CPU: Total number of tasks in the system = number of jobs × Number of cores occupied by work = spark_worker_instances * spark_worker_cores, calculation of task concurrency, memory allocation, tuning parameters:

Spark_worker_instances = 4

Spark_worker_cores = 3

Spark_worker_memory = 6g

CPU (12 core) MEm (24g), through the optimization of these parameters, the query is reduced from 7 s to 5 s.

Step 5: Obviously fullgc occurs on the sharkserver side.

Export shark_master_mem = 2g, this step is reduced from 6 s to 3sl;

Step 6: The CPU bottleneck occurs when two tables are associated. The reason for the analysis is that the daily table is compressed by gzip. optimization method: the daily table is made into a memory table without gzip compression. The number of queries dropped from 3 s to 2 s.

4. Summary

Optimization is a process of gradual refinement. Review the optimization process mainly from the following considerations: (1) MEM; (2) CPU; (3) DIS; (4) network IO; (5) serialization mechanism. Consider these factors as the main line, and make a bold attempt to explore its related content.

Contact Us

The content source of this page is from Internet, which doesn't represent Alibaba Cloud's opinion; products and services mentioned on that page don't have any relationship with Alibaba Cloud. If the content of the page makes you feel confusing, please write us an email, we will handle the problem within 5 days after receiving your email.

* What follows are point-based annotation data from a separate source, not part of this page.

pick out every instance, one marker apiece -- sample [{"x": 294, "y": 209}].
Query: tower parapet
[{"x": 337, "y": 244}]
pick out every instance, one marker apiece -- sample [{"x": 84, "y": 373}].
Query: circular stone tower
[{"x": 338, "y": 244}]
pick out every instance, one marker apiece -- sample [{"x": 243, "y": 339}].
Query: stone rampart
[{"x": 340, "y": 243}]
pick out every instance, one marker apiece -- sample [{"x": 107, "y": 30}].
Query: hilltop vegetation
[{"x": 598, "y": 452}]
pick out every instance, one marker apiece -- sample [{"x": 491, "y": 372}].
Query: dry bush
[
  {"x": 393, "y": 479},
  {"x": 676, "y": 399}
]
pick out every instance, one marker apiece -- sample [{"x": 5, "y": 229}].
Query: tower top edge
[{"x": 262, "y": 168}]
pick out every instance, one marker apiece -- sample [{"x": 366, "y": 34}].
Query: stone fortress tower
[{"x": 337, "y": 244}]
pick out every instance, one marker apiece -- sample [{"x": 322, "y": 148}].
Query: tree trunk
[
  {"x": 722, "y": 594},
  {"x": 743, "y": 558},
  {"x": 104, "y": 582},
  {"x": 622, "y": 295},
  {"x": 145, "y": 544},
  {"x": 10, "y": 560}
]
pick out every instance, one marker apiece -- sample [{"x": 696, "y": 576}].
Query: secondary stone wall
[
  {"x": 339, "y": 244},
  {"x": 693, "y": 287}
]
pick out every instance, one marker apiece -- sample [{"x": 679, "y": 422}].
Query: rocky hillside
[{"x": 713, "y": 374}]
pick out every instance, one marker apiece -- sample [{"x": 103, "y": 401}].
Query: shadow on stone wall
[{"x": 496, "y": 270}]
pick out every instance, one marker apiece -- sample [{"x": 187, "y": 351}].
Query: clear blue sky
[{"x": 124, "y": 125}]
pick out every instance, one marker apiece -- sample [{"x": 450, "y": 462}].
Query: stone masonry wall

If you find any instances of plagiarism from the community, please send an email to: info-contact@alibabacloud.com and provide relevant evidence. A staff member will contact you within 5 working days.

A Free Trial That Lets You Build Big!

Start building with 50+ products and up to 12 months usage for Elastic Compute Service

  • Sales Support

    1 on 1 presale consultation

  • After-Sales Support

    24/7 Technical Support 6 Free Tickets per Quarter Faster Response

  • Alibaba Cloud offers highly flexible support services tailored to meet your exact needs.